Semolina cooked with onion, mustard seeds, curry leaves, green chilli and tomato — the most eaten breakfast across Telangana and Andhra Pradesh. The Andhra upma is distinctly different from other versions — drier and more spiced.
Ingredients
1 cup semolina (rava — use the fine or coarse variety, both work)
2 tbsp oil or ghee
1 tsp mustard seeds
1 tsp urad dal (raw)
10 curry leaves
2 dried red chilli
1 onion — finely chopped
3 green chilli — finely chopped
1 tsp ginger paste
2 tomatoes — finely chopped
1/4 tsp turmeric
2 cups water
salt to taste
2 tbsp fresh coriander leaves
1 tsp lemon juice
Method
Dry roast the semolina: Place 1 cup semolina in a wide dry pan on medium-low heat. Roast stirring continuously for 3 to 4 minutes until the semolina turns slightly golden and smells nutty. Remove immediately into a bowl and keep aside. Roasting the semolina is what separates well-made upma from a gluey, sticky version — roasted semolina absorbs water without clumping.
Boil the water: In a separate pot or kettle, boil 2 cups water. Keep it hot and ready. The water must be boiling or very hot when added to the pan — adding cold water to hot semolina causes it to clump.
Heat oil and temper: Heat 2 tbsp oil or ghee in a wide heavy pan on medium. Add mustard seeds — wait for them to pop. Add raw urad dal — stir for 30 seconds until it turns golden. Add curry leaves (they will crackle) and dried red chilli. Stir 10 seconds.
Cook onion and green chilli: Add finely chopped onion and green chilli. Cook on medium heat stirring every 2 minutes for 5 minutes until the onion turns translucent and slightly soft.
Add ginger and tomatoes: Add ginger paste — stir 30 seconds. Add chopped tomatoes. Cook stirring for 3 minutes until the tomatoes soften slightly. The tomatoes should not be fully cooked down — they should retain some shape and acidity.
Add turmeric and salt: Add turmeric and salt. Stir briefly.
Add the boiling water: Carefully pour the boiling hot water into the pan with the cooked onion-tomato mixture. Stand back slightly as it will spit and steam. Stir immediately. The water will boil vigorously.
Add the roasted semolina: Once the water is boiling, add the dry roasted semolina gradually — pour it in a slow stream while stirring continuously with the other hand.
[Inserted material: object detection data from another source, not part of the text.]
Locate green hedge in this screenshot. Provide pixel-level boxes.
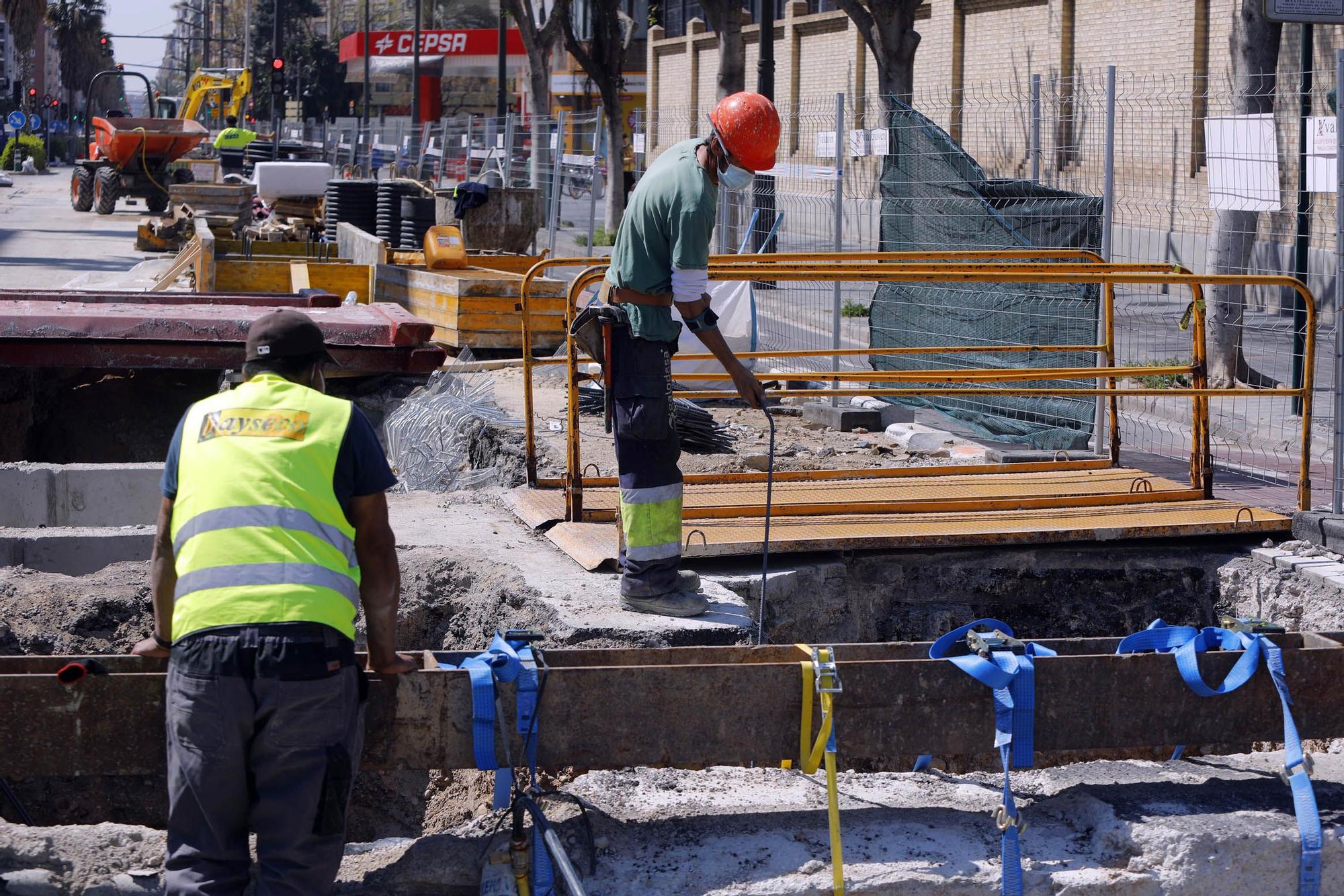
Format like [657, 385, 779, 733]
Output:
[0, 134, 47, 171]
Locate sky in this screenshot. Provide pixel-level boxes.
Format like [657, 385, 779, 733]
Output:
[106, 0, 177, 79]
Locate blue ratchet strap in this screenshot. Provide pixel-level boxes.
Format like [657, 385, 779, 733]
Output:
[1116, 619, 1322, 896]
[915, 619, 1055, 896]
[439, 633, 536, 809]
[513, 641, 555, 896]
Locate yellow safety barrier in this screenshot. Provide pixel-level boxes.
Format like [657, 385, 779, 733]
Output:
[798, 643, 844, 896]
[523, 250, 1316, 521]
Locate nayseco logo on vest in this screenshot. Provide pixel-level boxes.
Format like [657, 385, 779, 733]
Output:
[196, 407, 308, 442]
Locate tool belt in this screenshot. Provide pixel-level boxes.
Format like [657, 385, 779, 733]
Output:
[597, 279, 672, 308]
[570, 305, 630, 371]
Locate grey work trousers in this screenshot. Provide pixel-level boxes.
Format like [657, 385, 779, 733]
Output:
[165, 623, 364, 896]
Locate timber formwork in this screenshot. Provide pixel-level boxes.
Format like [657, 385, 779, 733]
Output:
[511, 250, 1314, 568]
[0, 633, 1344, 779]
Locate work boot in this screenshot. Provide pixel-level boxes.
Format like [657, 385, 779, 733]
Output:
[621, 591, 710, 617]
[621, 570, 700, 598]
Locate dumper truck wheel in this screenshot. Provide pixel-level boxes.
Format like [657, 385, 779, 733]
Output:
[93, 167, 121, 215]
[70, 165, 93, 211]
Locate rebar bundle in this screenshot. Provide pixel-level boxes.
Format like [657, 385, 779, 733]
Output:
[383, 352, 523, 492]
[579, 386, 734, 454]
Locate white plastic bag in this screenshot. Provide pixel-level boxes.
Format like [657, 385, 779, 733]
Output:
[672, 279, 757, 391]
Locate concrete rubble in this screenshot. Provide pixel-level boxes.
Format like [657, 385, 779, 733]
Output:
[0, 752, 1344, 896]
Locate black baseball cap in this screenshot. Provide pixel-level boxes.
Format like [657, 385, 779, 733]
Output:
[246, 310, 336, 364]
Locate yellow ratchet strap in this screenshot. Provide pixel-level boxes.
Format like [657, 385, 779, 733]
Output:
[798, 643, 844, 896]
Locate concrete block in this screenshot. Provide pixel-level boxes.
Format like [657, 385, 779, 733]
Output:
[886, 423, 956, 453]
[802, 402, 882, 433]
[849, 395, 915, 433]
[0, 463, 164, 528]
[1251, 548, 1289, 566]
[985, 446, 1098, 463]
[47, 463, 164, 527]
[1293, 510, 1344, 553]
[1274, 553, 1335, 572]
[0, 463, 52, 527]
[0, 525, 155, 575]
[1297, 560, 1344, 584]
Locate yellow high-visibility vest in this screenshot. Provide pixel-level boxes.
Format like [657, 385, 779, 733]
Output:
[172, 373, 359, 639]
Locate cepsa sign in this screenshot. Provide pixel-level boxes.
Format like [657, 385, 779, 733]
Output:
[340, 28, 527, 62]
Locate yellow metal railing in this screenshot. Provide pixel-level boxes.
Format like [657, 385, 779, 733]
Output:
[521, 250, 1316, 520]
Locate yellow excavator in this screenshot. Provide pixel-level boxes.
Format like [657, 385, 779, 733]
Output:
[157, 69, 251, 128]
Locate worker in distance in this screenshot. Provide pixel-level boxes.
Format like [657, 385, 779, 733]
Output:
[583, 91, 780, 617]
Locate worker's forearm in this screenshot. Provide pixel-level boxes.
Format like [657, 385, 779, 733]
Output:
[675, 294, 742, 369]
[355, 531, 402, 666]
[695, 328, 742, 371]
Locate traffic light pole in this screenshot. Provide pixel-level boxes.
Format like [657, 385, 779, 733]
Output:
[270, 0, 285, 155]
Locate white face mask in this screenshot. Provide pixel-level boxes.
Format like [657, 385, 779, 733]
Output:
[714, 134, 755, 192]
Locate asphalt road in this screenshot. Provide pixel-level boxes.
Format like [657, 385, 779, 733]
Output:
[0, 167, 152, 289]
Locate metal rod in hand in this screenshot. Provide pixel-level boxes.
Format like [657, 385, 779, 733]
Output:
[1031, 75, 1040, 184]
[1093, 66, 1116, 454]
[548, 109, 564, 254]
[831, 93, 845, 407]
[589, 106, 612, 253]
[1293, 23, 1314, 415]
[1331, 50, 1344, 513]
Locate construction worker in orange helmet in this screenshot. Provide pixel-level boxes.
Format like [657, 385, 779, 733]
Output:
[594, 93, 780, 617]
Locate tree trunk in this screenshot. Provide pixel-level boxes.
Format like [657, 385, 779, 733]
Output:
[602, 85, 625, 234]
[527, 48, 548, 188]
[1204, 0, 1282, 388]
[700, 0, 747, 99]
[836, 0, 921, 109]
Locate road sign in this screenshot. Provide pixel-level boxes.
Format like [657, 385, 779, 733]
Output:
[1265, 0, 1344, 26]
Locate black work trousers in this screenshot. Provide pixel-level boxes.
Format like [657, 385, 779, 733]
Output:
[165, 623, 366, 896]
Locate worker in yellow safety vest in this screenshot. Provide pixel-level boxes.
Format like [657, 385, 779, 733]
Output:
[132, 310, 418, 896]
[215, 116, 276, 175]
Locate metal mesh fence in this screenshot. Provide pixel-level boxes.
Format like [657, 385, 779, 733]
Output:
[636, 64, 1336, 504]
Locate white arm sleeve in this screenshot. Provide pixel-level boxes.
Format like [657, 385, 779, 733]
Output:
[672, 267, 710, 302]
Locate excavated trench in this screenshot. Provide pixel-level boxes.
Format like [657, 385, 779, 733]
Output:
[0, 527, 1269, 841]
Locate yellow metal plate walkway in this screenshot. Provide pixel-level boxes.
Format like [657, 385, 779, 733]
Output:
[547, 500, 1292, 570]
[509, 467, 1189, 528]
[509, 467, 1292, 570]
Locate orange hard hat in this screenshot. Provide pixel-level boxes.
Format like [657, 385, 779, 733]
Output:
[710, 90, 780, 171]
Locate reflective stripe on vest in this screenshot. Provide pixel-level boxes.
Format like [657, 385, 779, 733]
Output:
[621, 482, 681, 562]
[172, 504, 359, 567]
[215, 128, 257, 149]
[172, 563, 359, 607]
[172, 373, 360, 638]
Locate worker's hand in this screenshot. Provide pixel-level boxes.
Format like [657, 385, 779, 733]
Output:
[368, 653, 421, 676]
[130, 638, 168, 660]
[728, 364, 765, 407]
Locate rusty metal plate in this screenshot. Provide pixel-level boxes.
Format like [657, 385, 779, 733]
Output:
[546, 523, 620, 572]
[504, 485, 564, 529]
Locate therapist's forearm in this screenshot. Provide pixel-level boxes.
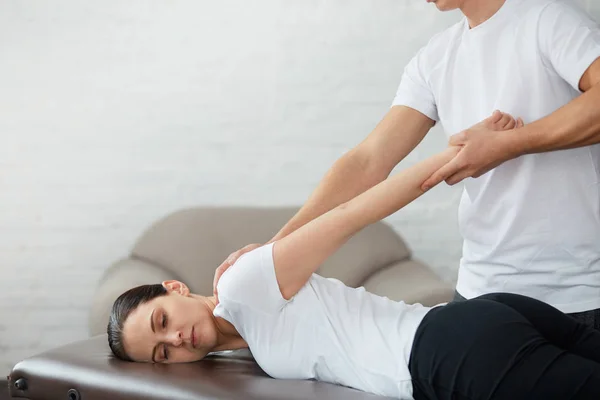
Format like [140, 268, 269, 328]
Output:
[511, 84, 600, 154]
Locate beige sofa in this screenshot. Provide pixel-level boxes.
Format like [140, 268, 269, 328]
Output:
[89, 207, 453, 335]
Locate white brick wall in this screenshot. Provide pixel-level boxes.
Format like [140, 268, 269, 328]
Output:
[0, 0, 596, 375]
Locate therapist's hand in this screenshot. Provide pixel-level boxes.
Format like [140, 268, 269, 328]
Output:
[213, 243, 262, 303]
[421, 110, 524, 190]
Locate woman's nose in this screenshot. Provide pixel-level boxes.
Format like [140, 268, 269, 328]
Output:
[167, 331, 183, 347]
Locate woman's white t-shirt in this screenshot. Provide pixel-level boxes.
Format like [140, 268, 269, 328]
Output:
[393, 0, 600, 313]
[214, 244, 431, 399]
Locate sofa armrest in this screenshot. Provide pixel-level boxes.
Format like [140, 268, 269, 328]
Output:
[363, 260, 454, 306]
[88, 259, 179, 336]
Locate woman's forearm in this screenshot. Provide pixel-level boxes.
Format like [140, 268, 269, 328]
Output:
[273, 147, 459, 299]
[339, 147, 460, 232]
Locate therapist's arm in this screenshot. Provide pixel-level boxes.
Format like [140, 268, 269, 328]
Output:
[511, 58, 600, 154]
[213, 106, 435, 298]
[423, 58, 600, 190]
[273, 111, 522, 299]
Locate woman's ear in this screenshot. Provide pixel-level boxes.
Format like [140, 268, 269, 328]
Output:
[162, 280, 190, 296]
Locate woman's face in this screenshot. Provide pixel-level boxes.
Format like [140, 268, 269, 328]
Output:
[123, 281, 218, 363]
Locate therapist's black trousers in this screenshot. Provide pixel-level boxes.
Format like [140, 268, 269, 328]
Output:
[409, 293, 600, 400]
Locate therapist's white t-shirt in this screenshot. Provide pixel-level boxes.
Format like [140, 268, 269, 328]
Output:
[393, 0, 600, 312]
[214, 244, 431, 399]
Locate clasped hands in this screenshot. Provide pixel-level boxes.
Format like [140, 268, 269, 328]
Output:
[421, 110, 524, 191]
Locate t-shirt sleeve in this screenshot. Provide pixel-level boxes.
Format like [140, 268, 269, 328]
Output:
[392, 47, 439, 121]
[217, 243, 287, 313]
[538, 0, 600, 91]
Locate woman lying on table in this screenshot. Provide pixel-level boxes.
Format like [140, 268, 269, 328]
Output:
[108, 114, 600, 400]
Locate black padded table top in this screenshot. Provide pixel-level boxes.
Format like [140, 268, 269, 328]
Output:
[9, 335, 396, 400]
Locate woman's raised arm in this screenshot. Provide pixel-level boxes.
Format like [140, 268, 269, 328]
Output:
[273, 147, 459, 299]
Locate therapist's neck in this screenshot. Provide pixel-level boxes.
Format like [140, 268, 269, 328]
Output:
[460, 0, 507, 28]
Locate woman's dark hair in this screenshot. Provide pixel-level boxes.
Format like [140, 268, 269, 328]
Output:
[106, 284, 168, 361]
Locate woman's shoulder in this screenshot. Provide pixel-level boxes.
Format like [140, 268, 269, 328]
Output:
[217, 244, 286, 312]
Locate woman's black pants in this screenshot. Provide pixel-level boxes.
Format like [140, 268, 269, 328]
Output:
[409, 293, 600, 400]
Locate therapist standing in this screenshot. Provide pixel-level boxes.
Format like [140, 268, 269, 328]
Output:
[215, 0, 600, 330]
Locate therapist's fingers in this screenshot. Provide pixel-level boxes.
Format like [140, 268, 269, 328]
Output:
[421, 157, 461, 191]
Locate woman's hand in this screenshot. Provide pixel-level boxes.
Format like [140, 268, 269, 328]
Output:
[213, 243, 262, 304]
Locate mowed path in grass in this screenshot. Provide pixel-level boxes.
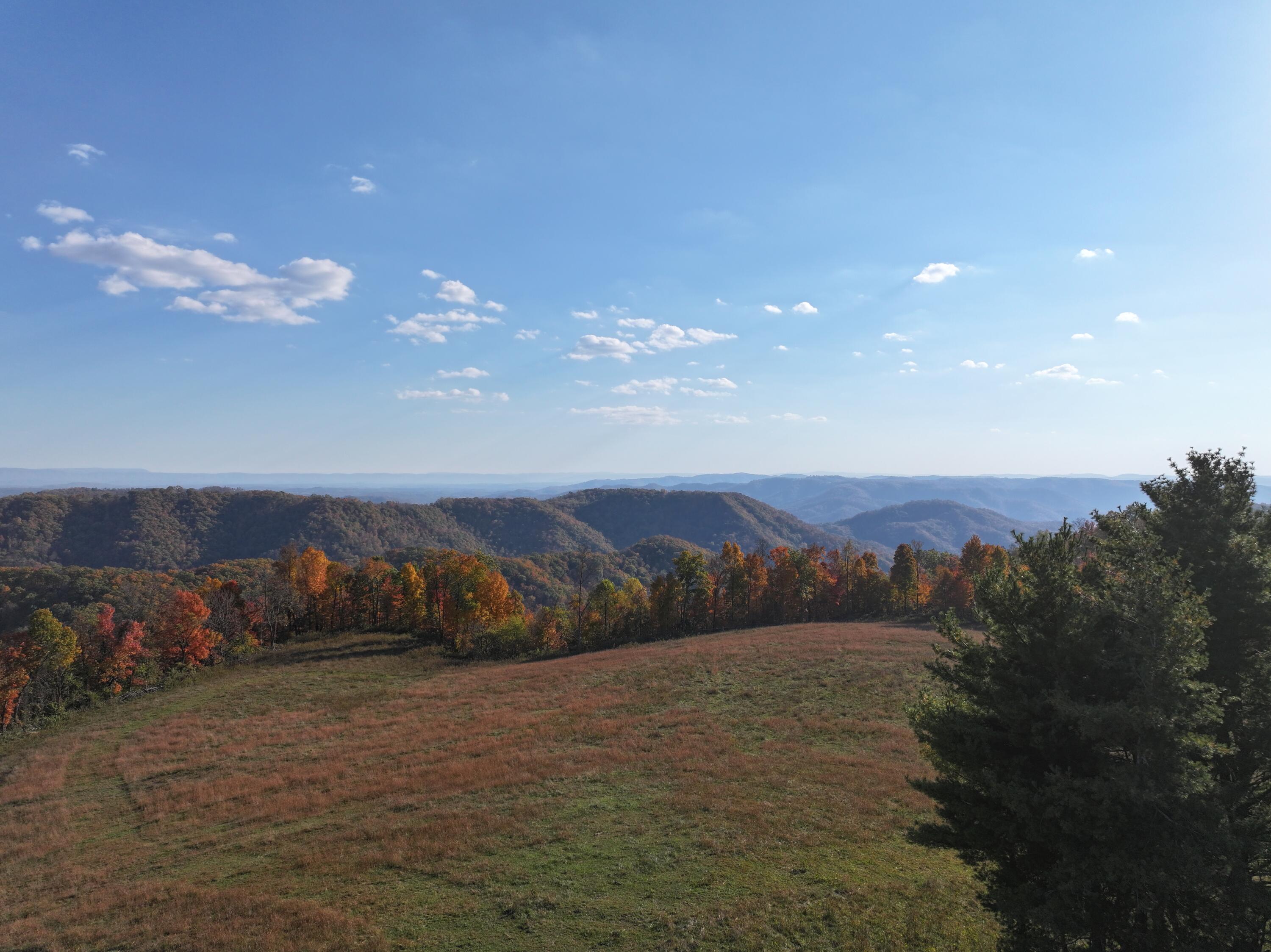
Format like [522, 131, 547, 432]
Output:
[0, 623, 993, 952]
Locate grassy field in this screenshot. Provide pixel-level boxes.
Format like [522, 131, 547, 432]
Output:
[0, 624, 994, 952]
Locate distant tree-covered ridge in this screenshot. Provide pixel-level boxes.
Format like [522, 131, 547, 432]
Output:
[829, 500, 1059, 552]
[0, 488, 841, 569]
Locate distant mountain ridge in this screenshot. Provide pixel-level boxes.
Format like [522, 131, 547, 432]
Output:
[830, 500, 1056, 552]
[0, 488, 843, 569]
[651, 477, 1146, 522]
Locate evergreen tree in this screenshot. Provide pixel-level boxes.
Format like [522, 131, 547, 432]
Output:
[1139, 450, 1271, 952]
[910, 524, 1219, 952]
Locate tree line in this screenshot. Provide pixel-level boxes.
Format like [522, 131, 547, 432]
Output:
[0, 526, 1009, 730]
[910, 451, 1271, 952]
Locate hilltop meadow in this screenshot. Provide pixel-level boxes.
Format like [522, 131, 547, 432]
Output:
[0, 623, 995, 952]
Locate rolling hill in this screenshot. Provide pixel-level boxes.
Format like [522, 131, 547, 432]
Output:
[0, 488, 841, 569]
[550, 489, 841, 552]
[0, 623, 995, 952]
[831, 500, 1055, 552]
[656, 477, 1145, 524]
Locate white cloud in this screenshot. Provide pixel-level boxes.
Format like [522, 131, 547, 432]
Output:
[613, 376, 680, 397]
[914, 262, 961, 285]
[97, 275, 140, 294]
[1028, 364, 1082, 380]
[569, 407, 680, 426]
[386, 310, 503, 343]
[768, 413, 826, 423]
[566, 334, 639, 364]
[435, 281, 477, 305]
[48, 229, 353, 324]
[398, 386, 507, 403]
[36, 202, 93, 225]
[66, 142, 105, 165]
[647, 324, 737, 351]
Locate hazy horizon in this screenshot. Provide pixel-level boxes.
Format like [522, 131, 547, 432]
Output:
[0, 0, 1271, 474]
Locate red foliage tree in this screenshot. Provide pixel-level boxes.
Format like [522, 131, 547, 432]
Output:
[150, 588, 221, 666]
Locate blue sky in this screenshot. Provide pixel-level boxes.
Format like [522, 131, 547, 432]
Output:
[0, 3, 1271, 474]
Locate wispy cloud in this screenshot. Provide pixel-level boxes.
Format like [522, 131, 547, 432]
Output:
[768, 413, 826, 423]
[613, 376, 680, 397]
[433, 281, 478, 305]
[569, 407, 680, 426]
[914, 262, 961, 285]
[66, 142, 105, 165]
[566, 334, 639, 364]
[36, 202, 93, 225]
[1028, 364, 1082, 380]
[397, 386, 507, 403]
[385, 309, 503, 343]
[47, 229, 353, 324]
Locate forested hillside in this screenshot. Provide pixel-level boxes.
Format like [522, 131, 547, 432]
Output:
[830, 500, 1056, 552]
[0, 488, 841, 569]
[550, 489, 841, 550]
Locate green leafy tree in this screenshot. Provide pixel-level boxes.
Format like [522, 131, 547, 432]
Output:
[1139, 450, 1271, 952]
[910, 524, 1220, 952]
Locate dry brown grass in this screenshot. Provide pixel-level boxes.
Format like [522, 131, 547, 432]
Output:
[0, 624, 986, 952]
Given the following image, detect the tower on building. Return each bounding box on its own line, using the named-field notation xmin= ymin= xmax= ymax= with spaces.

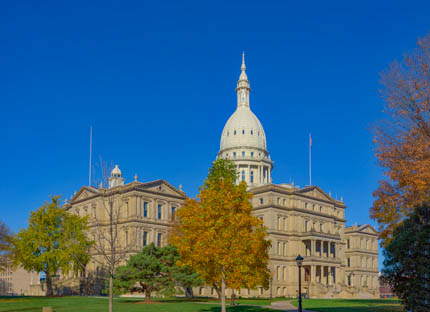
xmin=109 ymin=165 xmax=124 ymax=188
xmin=218 ymin=53 xmax=273 ymax=186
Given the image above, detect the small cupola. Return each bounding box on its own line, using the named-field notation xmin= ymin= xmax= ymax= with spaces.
xmin=109 ymin=165 xmax=124 ymax=188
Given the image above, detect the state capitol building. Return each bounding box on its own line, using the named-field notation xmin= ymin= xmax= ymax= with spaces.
xmin=65 ymin=54 xmax=379 ymax=298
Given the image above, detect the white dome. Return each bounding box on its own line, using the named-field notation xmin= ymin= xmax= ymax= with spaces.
xmin=110 ymin=165 xmax=122 ymax=176
xmin=220 ymin=106 xmax=266 ymax=151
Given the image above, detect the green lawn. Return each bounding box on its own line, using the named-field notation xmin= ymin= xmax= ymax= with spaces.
xmin=0 ymin=297 xmax=282 ymax=312
xmin=291 ymin=299 xmax=403 ymax=312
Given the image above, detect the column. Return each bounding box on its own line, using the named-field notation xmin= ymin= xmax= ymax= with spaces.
xmin=333 ymin=243 xmax=339 ymax=258
xmin=311 ymin=240 xmax=317 ymax=256
xmin=310 ymin=265 xmax=317 ymax=283
xmin=334 ymin=267 xmax=342 ymax=284
xmin=134 ymin=196 xmax=137 ymax=217
xmin=328 ymin=267 xmax=333 ymax=285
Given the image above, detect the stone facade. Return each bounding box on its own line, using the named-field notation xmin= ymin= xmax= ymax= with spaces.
xmin=345 ymin=224 xmax=379 ymax=296
xmin=65 ymin=174 xmax=186 ymax=271
xmin=50 ymin=54 xmax=379 ymax=298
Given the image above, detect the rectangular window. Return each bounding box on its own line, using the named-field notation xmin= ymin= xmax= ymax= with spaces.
xmin=143 ymin=202 xmax=148 ymax=217
xmin=157 ymin=233 xmax=161 ymax=247
xmin=157 ymin=204 xmax=163 ymax=220
xmin=142 ymin=231 xmax=148 ymax=246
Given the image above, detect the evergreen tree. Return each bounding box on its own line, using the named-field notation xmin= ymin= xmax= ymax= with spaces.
xmin=382 ymin=203 xmax=430 ymax=312
xmin=114 ymin=243 xmax=198 ymax=301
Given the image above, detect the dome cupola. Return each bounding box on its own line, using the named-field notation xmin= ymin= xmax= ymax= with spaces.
xmin=218 ymin=53 xmax=273 ymax=186
xmin=109 ymin=165 xmax=124 ymax=188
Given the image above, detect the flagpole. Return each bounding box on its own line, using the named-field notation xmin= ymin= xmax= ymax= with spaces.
xmin=309 ymin=133 xmax=312 ymax=185
xmin=88 ymin=126 xmax=93 ymax=186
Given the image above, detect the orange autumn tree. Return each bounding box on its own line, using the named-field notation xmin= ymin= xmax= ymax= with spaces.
xmin=170 ymin=159 xmax=270 ymax=311
xmin=370 ymin=35 xmax=430 ymax=246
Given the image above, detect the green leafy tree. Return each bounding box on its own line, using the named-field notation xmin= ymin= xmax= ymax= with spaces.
xmin=114 ymin=243 xmax=198 ymax=301
xmin=172 ymin=264 xmax=203 ymax=297
xmin=12 ymin=196 xmax=92 ymax=296
xmin=170 ymin=159 xmax=271 ymax=312
xmin=382 ymin=203 xmax=430 ymax=312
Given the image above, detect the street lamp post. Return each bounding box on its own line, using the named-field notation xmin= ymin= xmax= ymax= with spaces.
xmin=296 ymin=255 xmax=303 ymax=312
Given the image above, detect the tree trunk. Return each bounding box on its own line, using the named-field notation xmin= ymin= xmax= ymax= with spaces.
xmin=45 ymin=272 xmax=54 ymax=297
xmin=109 ymin=274 xmax=113 ymax=312
xmin=221 ymin=273 xmax=226 ymax=312
xmin=185 ymin=287 xmax=194 ymax=298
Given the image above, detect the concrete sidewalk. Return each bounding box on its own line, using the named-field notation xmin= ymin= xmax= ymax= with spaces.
xmin=261 ymin=301 xmax=314 ymax=312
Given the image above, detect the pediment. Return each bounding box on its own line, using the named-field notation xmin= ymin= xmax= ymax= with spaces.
xmin=70 ymin=186 xmax=97 ymax=203
xmin=298 ymin=186 xmax=333 ymax=201
xmin=140 ymin=180 xmax=185 ymax=197
xmin=359 ymin=224 xmax=379 ymax=235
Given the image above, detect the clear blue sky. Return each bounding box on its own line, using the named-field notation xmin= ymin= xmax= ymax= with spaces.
xmin=0 ymin=0 xmax=430 ymax=268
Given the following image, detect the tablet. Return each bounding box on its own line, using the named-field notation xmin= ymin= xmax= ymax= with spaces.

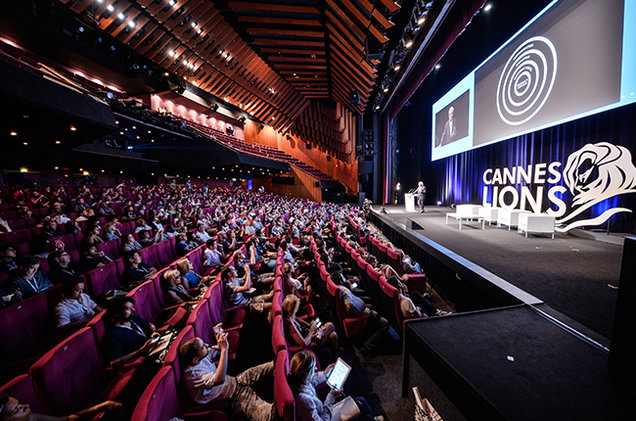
xmin=327 ymin=358 xmax=351 ymax=390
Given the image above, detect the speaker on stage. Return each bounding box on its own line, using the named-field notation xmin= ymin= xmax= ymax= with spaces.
xmin=609 ymin=237 xmax=636 ymax=395
xmin=406 ymin=218 xmax=424 ymax=230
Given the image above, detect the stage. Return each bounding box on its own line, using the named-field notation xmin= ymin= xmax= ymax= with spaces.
xmin=369 ymin=206 xmax=633 ymax=421
xmin=373 ymin=205 xmax=623 ymax=338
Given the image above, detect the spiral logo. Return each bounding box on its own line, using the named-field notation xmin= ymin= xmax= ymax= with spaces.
xmin=497 ymin=36 xmax=557 ymax=126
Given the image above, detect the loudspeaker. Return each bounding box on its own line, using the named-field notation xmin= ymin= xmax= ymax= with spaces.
xmin=349 ymin=91 xmax=360 ymax=105
xmin=406 ymin=218 xmax=424 ymax=230
xmin=608 ymin=237 xmax=636 ymax=394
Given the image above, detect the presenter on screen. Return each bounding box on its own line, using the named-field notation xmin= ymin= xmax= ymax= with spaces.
xmin=439 ymin=106 xmax=457 ymax=146
xmin=415 ymin=181 xmax=426 ymax=213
If you add all the semolina at once, large lumps will form. Keep stirring as you add.
Cook until all water is absorbed: Stir continuously on medium heat for 2 to 3 minutes as the semolina absorbs the water. The upma will first look very wet then thicken rapidly. When all the water is absorbed and the upma pulls away from the sides of the pan as you stir, it is done. The texture should be slightly grainy and distinct — not smooth paste.
Finish and serve: Add lemon juice and chopped coriander leaves. Stir gently once. Serve immediately in bowls — upma should be eaten hot. In Telangana it is eaten with coconut chutney or with a small amount of sugar sprinkled on top.
Note: Uppudu Pindi (upma) is the most widely eaten breakfast across Telangana and Andhra Pradesh — found on every hotel breakfast menu and in every home kitchen. The Andhra version uses more green chilli than other regional versions and includes tomato which most North Indian versions do not. Roasting the semolina is the one step that separates good upma from mediocre upma.